Let's set up the simplest possible numerical example. Haploid asexual organisms, 2 individuals (A and B) in the population. The gene of interest is marked X. Case 1: Individual A has the gene X and has 2 offspring which also have the gene X. Individual B does not have the gene X and has no offspring. Result: frequency of the gene X increases from 50% to 100%. Case 2: Individual A has the gene X and has 1 offspring with the gene X. Individual B does not have the gene X but has 1 offspring with the gene X (due to a mutation). Result: frequency of the gene X increases from 50% to 100%. In case 1 the increase in the frequency of X is entirely due to the 'covariance' term of the equation. In case 2 it is entirely due to the other term.

"I have often heard that the second law of thermodynamics is just a result of math" Only in the sense that it follows mathematically from certain empirical facts, such as the quasi-random behaviour of gas molecules. These empirical facts are not logically necessary: e.g. we could perfectly well imagine a world in which certain bodies were 'heat attractors' which absorbed heat from surrounding bodies even though these were colder, which would violate the SLT.

Can I restate it in different words? Not sure that I can do it any better, but let me try a slightly different approach. The frequency of a gene in a population can change for two reasons. First, individuals who have the gene in question (or maybe more than one copy of it) may have more or fewer offspring than those who do not. Technically, this means there is a covariance (positive or negative) between the number of copies of the gene possessed by an individual and their number of offspring. If the covariance is positive, then other things being equal the frequency of the gene in the population will increase; if it is negative it will decrease. Second, the frequency of the gene may change between parents and their own offspring. E.g. the parents may each have one copy of the gene but their offspring may have two, or they may have none. Price's Equation provides a framework for quantifying these two ways in which gene frequency in the population may change.

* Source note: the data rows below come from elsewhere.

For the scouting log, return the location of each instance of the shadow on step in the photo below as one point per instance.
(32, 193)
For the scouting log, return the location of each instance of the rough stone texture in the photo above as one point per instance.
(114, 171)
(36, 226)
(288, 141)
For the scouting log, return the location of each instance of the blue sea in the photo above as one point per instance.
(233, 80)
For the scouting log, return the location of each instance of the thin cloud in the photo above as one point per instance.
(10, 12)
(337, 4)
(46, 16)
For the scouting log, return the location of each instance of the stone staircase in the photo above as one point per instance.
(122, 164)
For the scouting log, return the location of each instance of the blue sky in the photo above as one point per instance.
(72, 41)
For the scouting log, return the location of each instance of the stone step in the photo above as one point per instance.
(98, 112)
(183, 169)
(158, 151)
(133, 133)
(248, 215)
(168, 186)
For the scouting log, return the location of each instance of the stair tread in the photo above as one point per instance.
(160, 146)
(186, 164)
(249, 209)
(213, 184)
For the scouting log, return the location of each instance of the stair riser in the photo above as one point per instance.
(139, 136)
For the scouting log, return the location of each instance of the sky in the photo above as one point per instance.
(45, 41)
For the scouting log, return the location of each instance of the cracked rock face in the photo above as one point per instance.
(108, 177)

Mutation is indeed rare in genetic inheritance, but remember that Price wasn't just interested in that. Apart from mutation, anything that causes an offspring to differ from its parents would affect the 'transmission' term of the equation. Segregation distortion would be one example. In segregation distortion the offspring do not get a random sample of the parents' genes. But even with random sampling the offspring dont't always get exactly the same proportions of genes as their parents, so for example two AB parents may have offspring who are all AA. In a large population these fluctuations of random sampling tend to cancel out, which is why the 'transmission' term of the equation is often negligible.

I will be commenting on group selection in my final post.

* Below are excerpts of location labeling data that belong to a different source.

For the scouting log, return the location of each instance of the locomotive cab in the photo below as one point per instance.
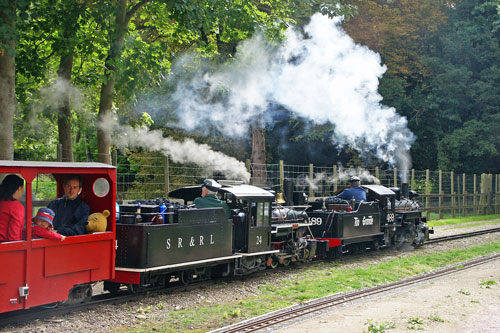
(37, 265)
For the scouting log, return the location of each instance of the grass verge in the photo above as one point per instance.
(321, 279)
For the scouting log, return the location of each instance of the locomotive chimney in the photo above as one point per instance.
(405, 190)
(288, 189)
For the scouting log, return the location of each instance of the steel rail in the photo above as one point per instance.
(297, 311)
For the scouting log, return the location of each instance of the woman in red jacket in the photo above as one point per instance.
(11, 210)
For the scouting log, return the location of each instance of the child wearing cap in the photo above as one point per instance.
(42, 225)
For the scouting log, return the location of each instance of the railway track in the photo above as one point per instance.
(297, 311)
(124, 296)
(459, 236)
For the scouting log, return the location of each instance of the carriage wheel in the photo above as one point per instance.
(186, 277)
(275, 262)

The author sounds suspiciously *French*. For reasons of national pride, neo-Lamarckism had holdouts among French biologists long after it had (almost) died out elsewhere. 'Lamarckist' findings keep cropping up from time to time, but usually they fail on attempts to replicate them. I remember that some time ago there was great excitement when flatworms could apparently 'learn' by being fed on the mashed-up bodies of other flatworms that had been habituated on some task. Ingenious hypotheses were put forward to explain it. Of course, the whole thing was a crock.

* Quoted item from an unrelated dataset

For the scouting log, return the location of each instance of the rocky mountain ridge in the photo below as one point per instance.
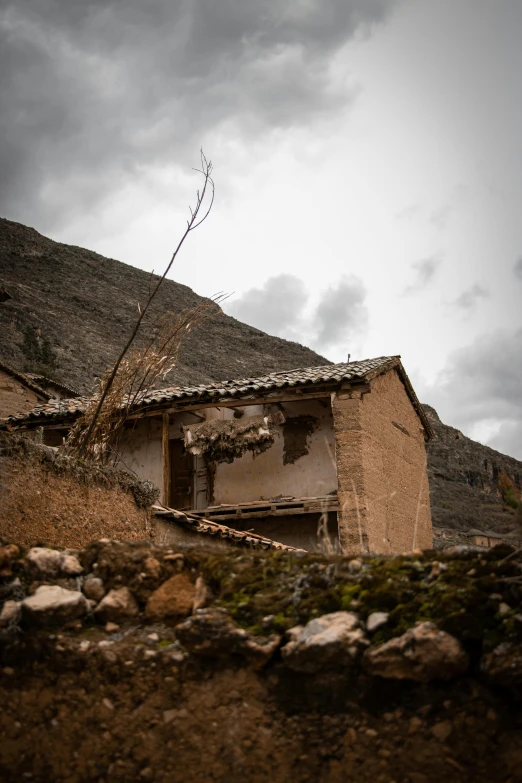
(83, 306)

There is no point in 'addressing empirical data' if the empirical data are false. When 'data' are a priori improbable (like finding birdshit in a cuckoo clock), the first step is to see if they can be independently replicated. Nine times out of ten in the past 'Lamarckist' claims have failed the replication test, from Brown-Sequard in the 1880s to Steele in the 1990s. In the light of a long history of false, fraudulent, and misinterpreted data (like McDougall's tests on rats in the 1930s), a sceptic is entitled simply to ignore any new claims until they have been independently replicated several times.